Around 22nd of February 2022, SPEC 2017 538.imagick_r regressed on all x86_64 systems used by our periodic benchmarker. I have bisected the zen3 -Ofast -march=native -flto case to revision r12-7319-g90d693bdc9d718 but I think most if not all of the regressions are caused by this: commit 90d693bdc9d71841f51d68826ffa5bd685d7f0bc Author: Richard Biener <rguenther@suse.de> Date: Fri Feb 18 14:32:14 2022 +0100 target/99881 - x86 vector cost of CTOR from integer regs This uses the now passed SLP node to the vectorizer costing hook to adjust vector construction costs for the cost of moving an integer component from a GPR to a vector register when that's required for building a vector from components. A cruical difference here is whether the component is loaded from memory or extracted from a vector register as in those cases no intermediate GPR is involved. The pr99881.c testcase can be Un-XFAILed with this patch, the pr91446.c testcase now produces scalar code which looks superior to me so I've adjusted it as well.
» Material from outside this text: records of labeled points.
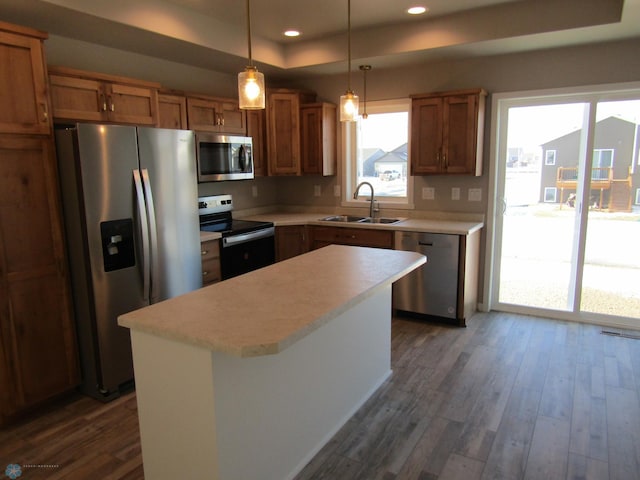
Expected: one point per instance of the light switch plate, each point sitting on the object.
(475, 194)
(428, 193)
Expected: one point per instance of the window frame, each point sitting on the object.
(350, 155)
(550, 161)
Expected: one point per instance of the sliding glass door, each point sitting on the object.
(567, 220)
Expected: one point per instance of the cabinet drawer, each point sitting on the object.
(211, 271)
(210, 249)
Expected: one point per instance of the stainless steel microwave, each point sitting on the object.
(223, 157)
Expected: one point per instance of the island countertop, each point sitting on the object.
(267, 310)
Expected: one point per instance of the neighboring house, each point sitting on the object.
(615, 178)
(371, 156)
(378, 161)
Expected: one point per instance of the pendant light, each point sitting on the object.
(349, 101)
(250, 82)
(365, 69)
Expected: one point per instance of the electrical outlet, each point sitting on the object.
(475, 194)
(428, 193)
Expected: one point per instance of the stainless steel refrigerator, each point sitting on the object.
(130, 204)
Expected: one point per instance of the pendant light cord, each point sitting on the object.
(349, 43)
(249, 32)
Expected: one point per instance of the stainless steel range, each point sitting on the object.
(246, 245)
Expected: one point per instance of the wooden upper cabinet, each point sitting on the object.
(172, 111)
(220, 115)
(24, 104)
(283, 130)
(447, 132)
(318, 138)
(77, 95)
(256, 129)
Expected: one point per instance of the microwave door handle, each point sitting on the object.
(153, 235)
(144, 227)
(242, 160)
List of (selected) regressions with links to LNT graphs: zen2 -O2 regressed by 26%: https://lnt.opensuse.org/db_default/v4/SPEC/graph?plot.0=297.507.0 zen2 -O2 -flto regressed by 26% too: https://lnt.opensuse.org/db_default/v4/SPEC/graph?plot.0=296.507.0 zen2 -Ofast -march=native by 28%: https://lnt.opensuse.org/db_default/v4/SPEC/graph?plot.0=295.507.0 zen2 -Ofast -march=native -flto by 23: https://lnt.opensuse.org/db_default/v4/SPEC/graph?plot.0=287.507.0 zen3 -O2 by 8%: https://lnt.opensuse.org/db_default/v4/SPEC/graph?plot.0=470.507.0 zen3 -O2 -march=native by 18%: https://lnt.opensuse.org/db_default/v4/SPEC/graph?plot.0=472.507.0 zen3 -Ofast -march=native by 17%: https://lnt.opensuse.org/db_default/v4/SPEC/graph?plot.0=471.507.0 zen3 -Ofast -march=native -flto by 10%: https://lnt.opensuse.org/db_default/v4/SPEC/graph?plot.0=475.507.0 kabylake -O2 by 9%: https://lnt.opensuse.org/db_default/v4/SPEC/graph?plot.0=226.507.0 (though this one looks suspiciously noisy) kabylake -O2 -march=native by 16%: https://lnt.opensuse.org/db_default/v4/SPEC/graph?plot.0=28.507.0 kabylake -Ofast -march=native by 22%: https://lnt.opensuse.org/db_default/v4/SPEC/graph?plot.0=32.507.0 kabylake -Ofast -march=native -flto by 15%: https://lnt.opensuse.org/db_default/v4/SPEC/graph?plot.0=11.507.0
The same revision also regressed SPEC 2017 INTrate benchmark x264_r by about 10% at -Ofast -march=native with and without LTO on zen3: https://lnt.opensuse.org/db_default/v4/SPEC/graph?plot.0=471.377.0 https://lnt.opensuse.org/db_default/v4/SPEC/graph?plot.0=475.377.0 and I suspect (unlike the above, I have not actually verified it) also on zen2: https://lnt.opensuse.org/db_default/v4/SPEC/graph?plot.0=295.377.0 https://lnt.opensuse.org/db_default/v4/SPEC/graph?plot.0=287.377.0
For 525, it's PR101929, for 538, it's STF issue.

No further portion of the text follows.